In my mind, I think we should be able to add a column to the attribute table to identify the attributes we want to use in the description, in the order we want them listed, and have SQL calculate or build the description without duplicating the data.

For example:

Let's say we have the same Attribute records as above, but we add a Type column:

1, 1, "Name", "Widget", D1
2, 1, "Color", "Blue", D2
3, 1, "Size", "Large", D4
4, 1, "Weight", "150lbs", D3
5, 1, "Height", "3ft", A
6, 1, "Width", "2ft", A
7, 1, "Material", "Plastic", A
8, 1, "Country of Origin", "USA", A
9, 1, "Warranty Length", "2 Years", A

The Types that start with a "D" are descriptions, with the number following determining the order, and the "A" Types are simply attributes and we don't care about the sorting order.

What I cannot figure out is how to write a String_Agg that will concatenate just the attributes with Types that start with a D, then order them. I'm also not sure if this can be persisted to the database or only calculated during a query. Then there is also the matter of some products having more description attributes than others.

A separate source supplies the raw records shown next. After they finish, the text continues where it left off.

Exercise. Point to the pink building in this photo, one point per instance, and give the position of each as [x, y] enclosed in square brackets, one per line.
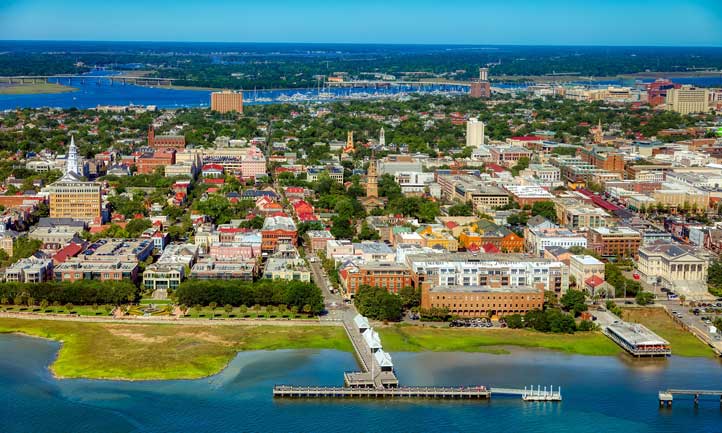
[253, 163]
[231, 251]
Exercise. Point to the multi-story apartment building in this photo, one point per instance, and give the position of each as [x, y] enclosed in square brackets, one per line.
[688, 100]
[227, 101]
[170, 269]
[253, 163]
[493, 270]
[509, 156]
[72, 197]
[101, 270]
[614, 241]
[149, 162]
[212, 270]
[605, 158]
[482, 301]
[574, 214]
[389, 275]
[30, 270]
[536, 240]
[584, 267]
[474, 133]
[471, 189]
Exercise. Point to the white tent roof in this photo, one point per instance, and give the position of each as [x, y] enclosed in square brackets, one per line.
[384, 359]
[372, 339]
[361, 322]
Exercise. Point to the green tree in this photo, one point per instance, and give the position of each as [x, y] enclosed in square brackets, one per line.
[644, 298]
[573, 301]
[377, 303]
[545, 209]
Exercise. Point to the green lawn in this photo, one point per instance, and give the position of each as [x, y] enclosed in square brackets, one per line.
[159, 351]
[400, 338]
[683, 342]
[249, 313]
[82, 310]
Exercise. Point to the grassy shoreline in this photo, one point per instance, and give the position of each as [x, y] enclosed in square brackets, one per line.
[164, 352]
[35, 89]
[400, 338]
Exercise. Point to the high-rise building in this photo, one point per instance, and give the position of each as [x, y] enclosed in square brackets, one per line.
[474, 133]
[481, 88]
[71, 196]
[687, 100]
[227, 101]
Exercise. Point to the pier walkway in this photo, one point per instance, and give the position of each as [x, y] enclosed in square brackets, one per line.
[667, 396]
[469, 393]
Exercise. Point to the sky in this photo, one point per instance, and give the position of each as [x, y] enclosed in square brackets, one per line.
[522, 22]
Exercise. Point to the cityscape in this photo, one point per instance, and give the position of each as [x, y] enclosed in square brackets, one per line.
[399, 226]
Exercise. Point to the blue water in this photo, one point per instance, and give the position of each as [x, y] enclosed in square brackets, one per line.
[600, 394]
[95, 90]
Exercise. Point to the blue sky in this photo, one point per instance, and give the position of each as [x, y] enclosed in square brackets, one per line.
[558, 22]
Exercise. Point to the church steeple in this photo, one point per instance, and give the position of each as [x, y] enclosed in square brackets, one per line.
[71, 163]
[372, 184]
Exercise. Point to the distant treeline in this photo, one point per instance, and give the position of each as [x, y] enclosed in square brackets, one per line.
[284, 65]
[78, 293]
[263, 292]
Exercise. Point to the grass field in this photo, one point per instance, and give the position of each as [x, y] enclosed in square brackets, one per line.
[414, 339]
[32, 89]
[683, 343]
[157, 351]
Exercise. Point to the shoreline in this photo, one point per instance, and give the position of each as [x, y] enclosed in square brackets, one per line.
[35, 89]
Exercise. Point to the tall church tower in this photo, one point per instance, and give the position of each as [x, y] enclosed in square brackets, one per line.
[599, 133]
[372, 182]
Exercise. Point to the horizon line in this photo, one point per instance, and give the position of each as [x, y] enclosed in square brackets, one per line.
[457, 44]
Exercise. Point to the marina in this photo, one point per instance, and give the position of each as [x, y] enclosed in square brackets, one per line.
[377, 378]
[666, 397]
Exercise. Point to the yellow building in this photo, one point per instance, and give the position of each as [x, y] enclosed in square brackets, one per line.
[72, 197]
[687, 100]
[446, 241]
[227, 101]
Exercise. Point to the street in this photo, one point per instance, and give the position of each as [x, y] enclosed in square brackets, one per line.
[333, 302]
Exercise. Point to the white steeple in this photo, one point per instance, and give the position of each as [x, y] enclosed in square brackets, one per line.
[71, 164]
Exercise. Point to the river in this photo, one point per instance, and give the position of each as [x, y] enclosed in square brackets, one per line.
[600, 394]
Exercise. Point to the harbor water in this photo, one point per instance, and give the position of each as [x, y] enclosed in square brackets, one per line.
[600, 394]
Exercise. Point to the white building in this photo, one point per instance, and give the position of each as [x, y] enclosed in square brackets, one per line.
[474, 133]
[536, 240]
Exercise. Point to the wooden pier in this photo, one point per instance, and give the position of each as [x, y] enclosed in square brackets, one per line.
[667, 396]
[435, 392]
[377, 378]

Is there a better way to solve this problem?


Solution

  • If I understand correctly, you can use conditional logic to get the attributes you want:

    select ProductSeqNum,
           string_agg(case when type like 'D%' then value end, ',')
    from t
    group by ProductSeqNum;
    

    Persisting this with the table is more trouble than it is worth. I would recommend calculating it on-the-fly unless you have a specific performance need to do otherwise.